The GeScalarMultBase function is documented like so. From the way it is documented we see that it expects a little-endian value and has a precondition that constrains the range it accepts.

// GeScalarMultBase computes h = a*B, where
//   a = a+256*a+...+256^31 a
//   B is the Ed25519 base point (x,4/5) with x positive.
//
// Preconditions:
//   a <= 127
func GeScalarMultBase(h *ExtendedGroupElement, a *byte) {


My understanding of elliptic curves has me thinking that the range of accepted values for scalar point multiplication should be in [0, subgroup_order]. While it could accept larger values since $$(n+x)G = xG \pmod n$$ it would be wasteful computationally so I'd expect the function to constrain it to the subgroup order or always mod it before using it.

curve_order 2**255 - 19
subgroup_order 2**252 + 27742317777372353535851937790883648493


Comparing these to what that method documentation says:

# hex in little-endian
curve_order: 0xdefffffffffffffffffffffffffffffffffffffffffffffffffffffffffffff7
subgroup_order: 0xde3d5fc5a13621856dc97f2aed9fed4100000000000000000000000000000001
GeScalarMulBase states: a <= 127 (0xf7)
curve_order: 0xf7 (127)
subgroup_order: 0x01 (16)


Since we are working in little-endian, byte 31 is the most significant byte and we see from the documentation that the function enforces it is less than 127, which maps to the curve order.

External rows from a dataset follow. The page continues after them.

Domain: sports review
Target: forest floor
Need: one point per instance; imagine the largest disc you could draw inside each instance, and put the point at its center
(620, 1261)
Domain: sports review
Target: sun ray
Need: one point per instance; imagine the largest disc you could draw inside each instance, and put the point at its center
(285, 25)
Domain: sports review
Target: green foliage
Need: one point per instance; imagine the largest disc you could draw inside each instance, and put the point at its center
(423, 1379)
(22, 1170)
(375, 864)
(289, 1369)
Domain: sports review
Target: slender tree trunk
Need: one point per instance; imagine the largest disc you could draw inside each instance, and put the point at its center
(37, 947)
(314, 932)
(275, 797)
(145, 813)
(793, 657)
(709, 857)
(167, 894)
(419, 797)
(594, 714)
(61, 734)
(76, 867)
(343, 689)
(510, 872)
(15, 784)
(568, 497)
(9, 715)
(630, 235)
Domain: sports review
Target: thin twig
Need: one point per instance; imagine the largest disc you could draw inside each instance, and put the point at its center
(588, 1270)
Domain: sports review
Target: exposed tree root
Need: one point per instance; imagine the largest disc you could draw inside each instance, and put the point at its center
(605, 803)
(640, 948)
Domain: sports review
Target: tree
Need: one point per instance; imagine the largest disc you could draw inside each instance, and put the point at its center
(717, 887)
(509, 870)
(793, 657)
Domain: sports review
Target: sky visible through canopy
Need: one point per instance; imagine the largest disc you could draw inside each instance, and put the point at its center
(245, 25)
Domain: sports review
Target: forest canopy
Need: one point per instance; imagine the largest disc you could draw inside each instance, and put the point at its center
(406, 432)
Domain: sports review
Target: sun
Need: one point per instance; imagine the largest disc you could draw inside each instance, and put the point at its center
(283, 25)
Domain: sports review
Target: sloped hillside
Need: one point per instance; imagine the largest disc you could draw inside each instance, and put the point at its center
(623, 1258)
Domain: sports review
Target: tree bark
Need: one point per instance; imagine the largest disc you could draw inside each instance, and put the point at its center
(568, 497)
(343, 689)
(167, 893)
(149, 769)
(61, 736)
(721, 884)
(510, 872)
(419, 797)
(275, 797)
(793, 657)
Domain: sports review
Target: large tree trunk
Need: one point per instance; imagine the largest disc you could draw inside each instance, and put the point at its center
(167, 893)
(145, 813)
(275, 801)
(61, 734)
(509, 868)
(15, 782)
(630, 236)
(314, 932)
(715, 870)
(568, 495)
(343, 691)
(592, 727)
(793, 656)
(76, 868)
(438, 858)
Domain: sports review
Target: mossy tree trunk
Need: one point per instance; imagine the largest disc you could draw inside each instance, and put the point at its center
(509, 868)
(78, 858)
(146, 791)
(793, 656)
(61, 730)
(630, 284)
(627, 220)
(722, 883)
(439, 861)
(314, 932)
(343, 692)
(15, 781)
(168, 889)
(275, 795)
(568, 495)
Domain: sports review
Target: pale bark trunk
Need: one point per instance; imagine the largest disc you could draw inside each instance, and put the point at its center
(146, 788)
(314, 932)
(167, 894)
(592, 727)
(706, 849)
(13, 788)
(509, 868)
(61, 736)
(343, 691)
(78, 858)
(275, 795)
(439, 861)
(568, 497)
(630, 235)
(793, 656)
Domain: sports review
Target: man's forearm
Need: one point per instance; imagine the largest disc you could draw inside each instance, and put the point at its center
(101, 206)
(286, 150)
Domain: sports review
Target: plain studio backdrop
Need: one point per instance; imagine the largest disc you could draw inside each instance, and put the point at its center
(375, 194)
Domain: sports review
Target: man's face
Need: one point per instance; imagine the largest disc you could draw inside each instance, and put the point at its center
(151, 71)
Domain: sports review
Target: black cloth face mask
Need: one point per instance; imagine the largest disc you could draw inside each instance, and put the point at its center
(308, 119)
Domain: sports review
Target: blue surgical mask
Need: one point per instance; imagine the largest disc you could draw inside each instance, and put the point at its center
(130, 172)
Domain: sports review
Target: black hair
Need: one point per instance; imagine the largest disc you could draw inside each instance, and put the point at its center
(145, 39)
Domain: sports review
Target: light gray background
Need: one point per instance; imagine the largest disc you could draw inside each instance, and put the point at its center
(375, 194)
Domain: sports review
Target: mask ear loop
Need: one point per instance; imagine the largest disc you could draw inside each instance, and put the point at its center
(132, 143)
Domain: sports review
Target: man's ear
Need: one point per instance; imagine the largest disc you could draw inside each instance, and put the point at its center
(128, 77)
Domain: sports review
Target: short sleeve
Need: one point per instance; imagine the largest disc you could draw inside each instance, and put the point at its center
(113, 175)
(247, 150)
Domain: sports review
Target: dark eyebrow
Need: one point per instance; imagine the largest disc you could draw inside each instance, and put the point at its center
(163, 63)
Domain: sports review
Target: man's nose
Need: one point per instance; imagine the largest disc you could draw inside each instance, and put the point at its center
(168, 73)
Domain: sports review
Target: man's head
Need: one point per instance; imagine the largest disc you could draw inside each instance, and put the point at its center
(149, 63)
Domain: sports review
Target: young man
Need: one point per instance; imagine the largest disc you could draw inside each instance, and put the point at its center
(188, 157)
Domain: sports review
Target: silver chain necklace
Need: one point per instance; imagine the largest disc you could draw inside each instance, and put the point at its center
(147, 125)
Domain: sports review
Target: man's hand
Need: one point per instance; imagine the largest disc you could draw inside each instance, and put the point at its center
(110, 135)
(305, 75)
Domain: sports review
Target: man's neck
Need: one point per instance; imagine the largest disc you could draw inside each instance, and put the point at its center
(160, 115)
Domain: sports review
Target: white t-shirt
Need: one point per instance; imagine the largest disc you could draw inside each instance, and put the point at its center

This seems to indicate it accepts values in the range of [0, curve_order] instead of my expectation of [0, subgroup_order].

Is my understanding of what's happening accurate? If so, is there a particular reason this allows values larger than the subgroup order?

Actually, that's not the case - the point multiplication $$xG$$ is well-defined for all integer values of $$x$$.
While it could accept larger values since $$(n+x)G=xG$$, it would be wasteful computationally so I'd expect the function to constrain it to the group order or always mod it before using it.
If someone were to implement the point multiplication $$xG$$ in the straight-forward manner (where $$x$$ is a number between $$0$$ and $$n$$), they might notice that, some of the time, $$x$$ was fewer than 252 bits - in that case, they might be tempted to skip those iterations of the point multiplication logic (and so speed things up slightly). That might sound like a nice optimization, however that introduces a (small) timing leak (as the time taken depends on secret data), and Dan really wants to avoid any such leakage.
By ensuring that $$x$$ is a number between $$2^{254}$$ and $$2^{254}+n$$ (and thus is a fixed number of bits), any such optimization is far less straight-forward (and so far less likely to occur to our well-meaning implementator)